SPSmedical offers the SporViewPlus Steam BI test pack, a dual indicator system, with an immediate readout Class 5 Integrator approved as "equivalent in performance to a BI" and a conventional 24 hour BI. The SporViewPlus Steam BI test pack, per AAMI standards, allows users to release processed loads immediately with final confirmation of spore growth after 24 hours incubation.

Getinge’s Biosign SSI Test Pack and the Chemipack provide Class 5 chemical integrators inside an appropriate Process Challenge Device. Both products allow for an instant release of loads based on the CI and the Biosign SSI includes a BI for further reassurance and release of implants.

For loads that do not contain implants AAMI recommends once daily BI monitoring, although some companies such as 3M recommend that a BI be placed in every load, whether it contains an implant or not. "The BI is still the only monitoring device that really does measure lethality," Wasserman said. "It’s the only device that has live spores, and if the live spores are killed in the sterilization cycle, that’s the best indication you have that your cycle works."

"The ST79 sets up some very good recommended practices but they’re not the highest standards that many hospitals follow," said Wasserman, who says that 3M is providing free copies of the AAMI ST79 Standards for its customers who are already using a BI in every load.

"It’s very interesting when diagnosing sterilization failures to see how many different factors contribute to a failure and the number of times things go wrong," Wasserman adds. "And if you’re not monitoring every load with a BI the risk is substantially higher."

While a facility might argue that placing a BI in every load is too expensive, Wasserman cautions, "If you get a failed result, a facility has to recall every pack that was sterilized since the last time they got a negative reading on their BI, and every patient that was treated with instruments that were sterilized during that time may have to be put on antibiotics.

"So now you’re talking about the time and expense of finding packs, recalling them, talking to patients, having doctors, physicians, surgeons sign off on the fact that there’s a chance an instrument might not have been sterilized properly…so you when you look at the added costs versus the effort, expense and patient impact, it’s really quite minimal to run a BI in every load."

Hughes notes that while the BI is definitely the current "gold standard" for sterility assurance, it’s important to use multiple indicators to get a complete picture. "It’s not really about one product excluding another but using a variety of tools to manage the sterilization process."

He notes that one area of concern surrounding monitors is the increasing need for extended cycles that can not only cause processing delays but also may cause issue with sterilization monitoring practices.

"We did put in ST79 that hospitals may want to consider a dedicated steam sterilizer for handling non-standard cycles," said Hughes. "That’s something that maybe sterile processing personnel can use with administration to help budget for additional equipment, because clearly running a wide variety of extended cycles can create sterilizer backlog."

"It’s so important that they actually have from device manufacturers, their written, validated instructions for use and processing," he continued. "And as they acquire these in writing, they’ll notice that some are different from standard cycles, i.e. complex instruments such as orthopedic sets."
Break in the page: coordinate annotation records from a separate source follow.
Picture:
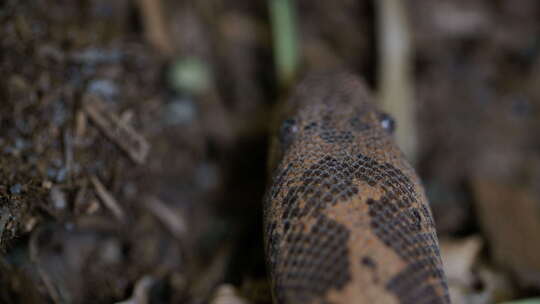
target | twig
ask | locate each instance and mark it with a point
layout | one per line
(116, 129)
(285, 40)
(108, 200)
(395, 81)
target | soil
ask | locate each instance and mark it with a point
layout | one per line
(133, 169)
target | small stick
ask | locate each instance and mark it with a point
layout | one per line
(116, 129)
(108, 199)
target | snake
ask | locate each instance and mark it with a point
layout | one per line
(346, 218)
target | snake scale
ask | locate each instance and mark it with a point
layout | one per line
(346, 219)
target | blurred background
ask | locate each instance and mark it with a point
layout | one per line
(133, 138)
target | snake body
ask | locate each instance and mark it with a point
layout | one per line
(346, 219)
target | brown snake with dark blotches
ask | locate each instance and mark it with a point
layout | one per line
(346, 219)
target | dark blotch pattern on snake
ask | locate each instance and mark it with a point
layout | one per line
(346, 218)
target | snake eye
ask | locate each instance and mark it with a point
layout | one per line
(287, 131)
(387, 122)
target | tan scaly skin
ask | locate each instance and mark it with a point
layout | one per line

"From an efficiency standpoint, if the O.R. elects to buy only a select amount of instruments because they’re awfully expensive, and then schedule back-to-back cases, this can create issues for sterile processing being able to turn these instruments in time," commented Hughes.
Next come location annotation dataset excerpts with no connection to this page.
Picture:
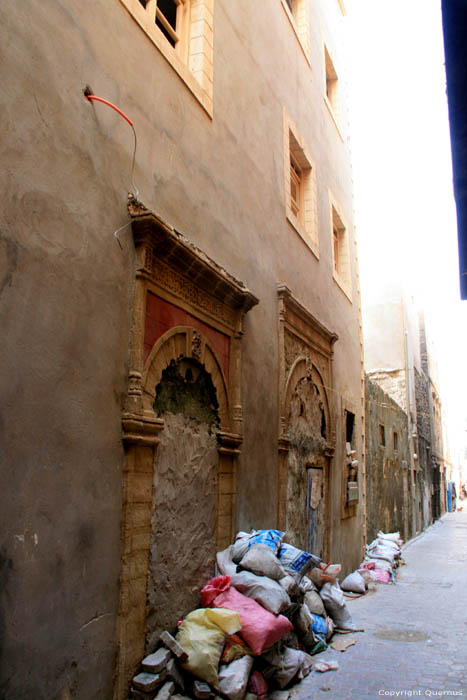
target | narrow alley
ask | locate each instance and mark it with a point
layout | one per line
(414, 643)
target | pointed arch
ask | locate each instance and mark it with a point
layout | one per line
(185, 342)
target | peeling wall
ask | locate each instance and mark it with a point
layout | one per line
(306, 521)
(182, 556)
(387, 470)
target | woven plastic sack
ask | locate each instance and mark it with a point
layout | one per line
(258, 685)
(271, 538)
(320, 627)
(286, 665)
(234, 648)
(295, 561)
(225, 565)
(260, 628)
(333, 600)
(211, 590)
(244, 540)
(303, 625)
(354, 583)
(264, 590)
(382, 576)
(378, 563)
(202, 634)
(324, 573)
(233, 678)
(394, 536)
(314, 603)
(261, 560)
Hughes warns that while some facilities have responded by saying, ‘I’m just going to extend my standard cycle up to accommodate all of these other trays’, "that raises the issue of number one: Do you have enough sterilizers and time to be able to have that kind of delay routinely for each load? Number two: Regarding other devices you’re adding sterilization time to, can it have an adverse effect on the performance of these devices? I know that clearly there’s a number of devices on the marketplace with warnings not to over-sterilize," he said.
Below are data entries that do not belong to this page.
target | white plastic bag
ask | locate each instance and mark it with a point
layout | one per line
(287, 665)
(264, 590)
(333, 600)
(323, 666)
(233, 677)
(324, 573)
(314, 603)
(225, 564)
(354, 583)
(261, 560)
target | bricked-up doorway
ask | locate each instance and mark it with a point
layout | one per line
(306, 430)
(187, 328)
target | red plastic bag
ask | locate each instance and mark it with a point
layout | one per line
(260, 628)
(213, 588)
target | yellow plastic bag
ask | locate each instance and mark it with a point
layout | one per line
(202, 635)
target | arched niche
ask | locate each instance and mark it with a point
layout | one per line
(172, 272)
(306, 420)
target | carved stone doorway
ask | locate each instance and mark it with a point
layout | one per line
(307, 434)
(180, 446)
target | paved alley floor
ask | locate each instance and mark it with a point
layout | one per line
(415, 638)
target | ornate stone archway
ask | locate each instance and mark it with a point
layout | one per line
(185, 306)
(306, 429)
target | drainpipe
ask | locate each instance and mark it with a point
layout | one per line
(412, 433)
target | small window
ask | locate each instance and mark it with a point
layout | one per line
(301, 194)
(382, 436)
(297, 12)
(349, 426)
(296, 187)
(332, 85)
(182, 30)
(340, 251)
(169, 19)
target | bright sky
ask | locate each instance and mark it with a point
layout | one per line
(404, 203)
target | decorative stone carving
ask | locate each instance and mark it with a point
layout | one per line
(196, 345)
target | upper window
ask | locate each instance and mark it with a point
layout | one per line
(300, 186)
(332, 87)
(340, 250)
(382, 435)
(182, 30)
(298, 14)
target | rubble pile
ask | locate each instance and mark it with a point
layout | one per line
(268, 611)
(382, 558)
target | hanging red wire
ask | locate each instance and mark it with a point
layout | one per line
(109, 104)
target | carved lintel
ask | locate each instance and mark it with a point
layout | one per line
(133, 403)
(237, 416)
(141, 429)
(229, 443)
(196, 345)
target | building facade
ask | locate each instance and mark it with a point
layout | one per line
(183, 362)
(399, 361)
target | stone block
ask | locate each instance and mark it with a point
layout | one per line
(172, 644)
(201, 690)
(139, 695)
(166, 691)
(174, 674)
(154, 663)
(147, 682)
He explains that "extended cycles can have an adverse effect on the culture medium that’s in with the BI and it can actually create a situation where it would not grow anything. So if you’re running a biological for these long, long cycles, it’s assumed that the BI has killed its spores; however, you do not know if the medium has boiled and caramelized, or if it can even show spore growth."

 
TGX Medical Alex Gold

SPSmedical recently commissioned an independent laboratory to do a study on commonly used extended cycle times and what happens to the culture medium of the leading biological indicators on the market. "What I’m looking to find out is if the culture medium can even sustain any growth at all after running these extended cycles," said Hughes.

"There’s a delicate balance there because hospitals don’t run paper strips and then put the media in later, they use self-contained BIs. That’s really the issue, and it’s being overlooked by hospitals."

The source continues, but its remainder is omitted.